Abstract
Resistance to minocycline has emerged in multidrug-resistant Acinetobacter baumannii isolates from Buenos Aires hospitals. Few reports about the description and dispersion of tet genes in this species have been published. We observed the presence of tet(B) in all minocycline-resistant isolates. This gene was found to be associated with the ISCR2 mobile element, which may, in part, explain its dispersion.
TEXT
Recently, misconceptions regarding Acinetobacter baumannii have been advanced, exposing the importance of this species as a significant nosocomial pathogen (1–3). One of the important features of A. baumannii, which may contribute to its success in surviving in the hospital environment, is the intrinsic ability to develop resistance to all available antibiotics to treat A. baumannii infections (1–3).

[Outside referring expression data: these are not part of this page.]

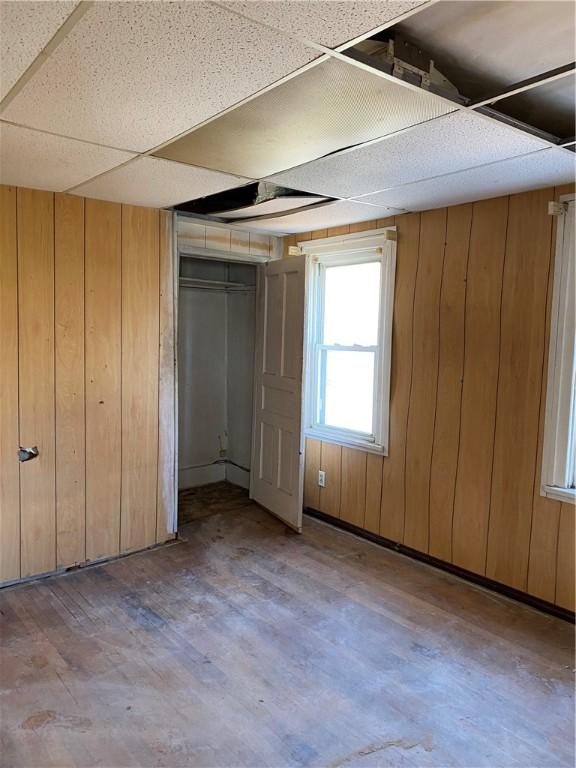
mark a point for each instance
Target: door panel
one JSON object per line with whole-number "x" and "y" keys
{"x": 10, "y": 471}
{"x": 277, "y": 460}
{"x": 36, "y": 379}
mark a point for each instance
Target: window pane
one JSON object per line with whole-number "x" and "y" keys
{"x": 351, "y": 304}
{"x": 348, "y": 384}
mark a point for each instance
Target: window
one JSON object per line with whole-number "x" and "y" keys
{"x": 349, "y": 338}
{"x": 559, "y": 452}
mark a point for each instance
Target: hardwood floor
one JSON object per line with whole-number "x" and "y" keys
{"x": 245, "y": 644}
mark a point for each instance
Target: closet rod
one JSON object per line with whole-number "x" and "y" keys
{"x": 214, "y": 285}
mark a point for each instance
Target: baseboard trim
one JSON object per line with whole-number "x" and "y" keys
{"x": 475, "y": 578}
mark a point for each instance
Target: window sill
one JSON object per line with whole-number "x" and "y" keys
{"x": 559, "y": 494}
{"x": 347, "y": 442}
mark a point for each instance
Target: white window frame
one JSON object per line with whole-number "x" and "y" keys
{"x": 559, "y": 449}
{"x": 374, "y": 245}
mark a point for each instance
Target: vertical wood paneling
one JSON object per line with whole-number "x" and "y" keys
{"x": 373, "y": 492}
{"x": 481, "y": 361}
{"x": 70, "y": 417}
{"x": 545, "y": 511}
{"x": 166, "y": 382}
{"x": 36, "y": 378}
{"x": 312, "y": 465}
{"x": 450, "y": 374}
{"x": 423, "y": 389}
{"x": 565, "y": 569}
{"x": 393, "y": 468}
{"x": 9, "y": 467}
{"x": 363, "y": 226}
{"x": 463, "y": 462}
{"x": 140, "y": 339}
{"x": 103, "y": 378}
{"x": 353, "y": 498}
{"x": 331, "y": 463}
{"x": 520, "y": 380}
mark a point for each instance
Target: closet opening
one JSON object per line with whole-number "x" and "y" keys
{"x": 216, "y": 344}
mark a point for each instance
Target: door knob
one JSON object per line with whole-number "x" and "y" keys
{"x": 25, "y": 454}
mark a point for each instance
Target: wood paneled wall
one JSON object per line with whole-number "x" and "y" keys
{"x": 87, "y": 375}
{"x": 469, "y": 360}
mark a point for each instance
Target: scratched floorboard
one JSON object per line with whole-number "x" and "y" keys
{"x": 248, "y": 645}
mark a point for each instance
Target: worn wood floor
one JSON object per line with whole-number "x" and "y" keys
{"x": 248, "y": 645}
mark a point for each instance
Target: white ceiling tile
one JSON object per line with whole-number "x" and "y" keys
{"x": 42, "y": 161}
{"x": 539, "y": 169}
{"x": 326, "y": 108}
{"x": 328, "y": 22}
{"x": 157, "y": 183}
{"x": 26, "y": 28}
{"x": 135, "y": 74}
{"x": 452, "y": 143}
{"x": 330, "y": 215}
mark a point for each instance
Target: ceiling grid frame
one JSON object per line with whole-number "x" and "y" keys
{"x": 326, "y": 53}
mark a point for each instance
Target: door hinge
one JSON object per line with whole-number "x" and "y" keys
{"x": 557, "y": 209}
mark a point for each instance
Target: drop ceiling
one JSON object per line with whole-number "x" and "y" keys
{"x": 547, "y": 168}
{"x": 451, "y": 143}
{"x": 157, "y": 183}
{"x": 27, "y": 27}
{"x": 132, "y": 75}
{"x": 30, "y": 158}
{"x": 323, "y": 21}
{"x": 327, "y": 108}
{"x": 158, "y": 103}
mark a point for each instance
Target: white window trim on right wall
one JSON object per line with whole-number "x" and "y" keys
{"x": 559, "y": 448}
{"x": 360, "y": 246}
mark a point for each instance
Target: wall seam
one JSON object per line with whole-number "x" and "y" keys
{"x": 121, "y": 373}
{"x": 54, "y": 383}
{"x": 17, "y": 206}
{"x": 411, "y": 375}
{"x": 85, "y": 387}
{"x": 473, "y": 208}
{"x": 437, "y": 370}
{"x": 497, "y": 383}
{"x": 542, "y": 400}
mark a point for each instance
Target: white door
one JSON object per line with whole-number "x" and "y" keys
{"x": 277, "y": 476}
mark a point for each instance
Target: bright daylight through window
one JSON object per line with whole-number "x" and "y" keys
{"x": 349, "y": 340}
{"x": 559, "y": 457}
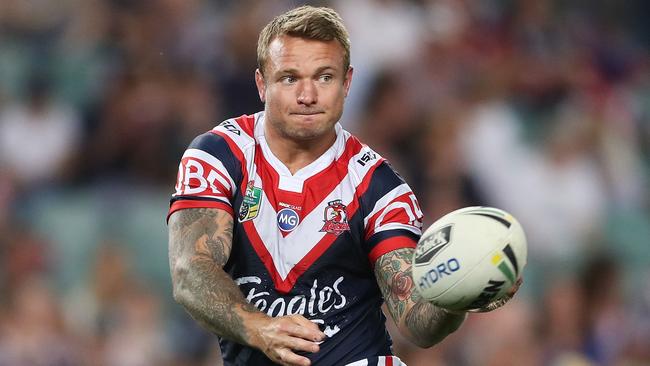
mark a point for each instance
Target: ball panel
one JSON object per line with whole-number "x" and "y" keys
{"x": 469, "y": 257}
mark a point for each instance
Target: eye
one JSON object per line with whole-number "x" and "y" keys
{"x": 325, "y": 78}
{"x": 288, "y": 79}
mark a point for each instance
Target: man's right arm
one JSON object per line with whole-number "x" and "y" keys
{"x": 200, "y": 242}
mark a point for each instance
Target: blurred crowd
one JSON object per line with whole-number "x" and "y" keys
{"x": 538, "y": 107}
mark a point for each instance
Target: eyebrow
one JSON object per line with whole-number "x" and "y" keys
{"x": 293, "y": 71}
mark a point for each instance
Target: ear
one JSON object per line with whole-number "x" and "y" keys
{"x": 261, "y": 85}
{"x": 348, "y": 80}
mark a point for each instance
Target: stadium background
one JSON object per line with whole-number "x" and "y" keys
{"x": 538, "y": 107}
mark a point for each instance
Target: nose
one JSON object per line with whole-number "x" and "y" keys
{"x": 307, "y": 93}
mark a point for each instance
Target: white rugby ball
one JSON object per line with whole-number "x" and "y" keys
{"x": 469, "y": 258}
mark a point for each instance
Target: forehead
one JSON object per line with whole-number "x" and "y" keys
{"x": 302, "y": 54}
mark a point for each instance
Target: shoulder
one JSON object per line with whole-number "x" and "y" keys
{"x": 238, "y": 132}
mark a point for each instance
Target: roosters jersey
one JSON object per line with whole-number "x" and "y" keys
{"x": 304, "y": 243}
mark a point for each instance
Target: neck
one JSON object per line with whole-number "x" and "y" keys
{"x": 296, "y": 155}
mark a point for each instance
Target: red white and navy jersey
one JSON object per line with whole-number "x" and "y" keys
{"x": 304, "y": 243}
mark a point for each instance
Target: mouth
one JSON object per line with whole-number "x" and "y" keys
{"x": 311, "y": 113}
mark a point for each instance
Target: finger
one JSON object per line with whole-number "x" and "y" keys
{"x": 299, "y": 344}
{"x": 287, "y": 357}
{"x": 515, "y": 287}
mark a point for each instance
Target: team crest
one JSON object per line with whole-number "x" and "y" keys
{"x": 336, "y": 218}
{"x": 250, "y": 206}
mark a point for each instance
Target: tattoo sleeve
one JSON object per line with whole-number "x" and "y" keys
{"x": 200, "y": 241}
{"x": 422, "y": 322}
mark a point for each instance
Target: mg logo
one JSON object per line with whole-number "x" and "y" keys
{"x": 287, "y": 219}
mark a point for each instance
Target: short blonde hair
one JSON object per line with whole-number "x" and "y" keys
{"x": 317, "y": 23}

A review of the existing literature indicates that little is described regarding the dispersion of tetracycline resistance determinants (tet) among A. baumannii clinical isolates (4–8). The presence of resistance genes such as tet(A) and tet(B) for tetracyclines, most of them tetracycline efflux pumps, has been described (4–12). It is known that Tet(A) confers resistance to tetracycline (TET) while Tet(B) confers resistance to TET and minocycline (MIN). In Argentina, the emergence of minocycline resistance has been observed in the past few years, varying from 10 to 40% resistance among different centers (13).
As there are scarce data about the resistance determinants for tetracyclines in A. baumannii and the potential therapeutic benefit of using tetracyclines in combination treatment with colistin and carbapenems (14, 15), we decided to search for the presence of tetracycline resistance genes in 47 epidemiologically unrelated A. baumannii isolates. The studied isolates were selected from a collection of 250 A. baumannii clinical isolates. Criteria for selection included temporal representation (1983 to 2011), different hospitals (n = 11), and different countries (Argentina, Uruguay, and Chile). The selected isolates possessed different antibiotic resistance profiles, with all of them resistant to tetracycline and 12 also resistant to minocycline (Table 1). Using molecular typing techniques, we observed the presence of a prevalent clone among the minocycline-resistant isolates (Table 1).
Table 1.
Description of the isolates included in the study and PCR amplification results of tet(A) and tet(B)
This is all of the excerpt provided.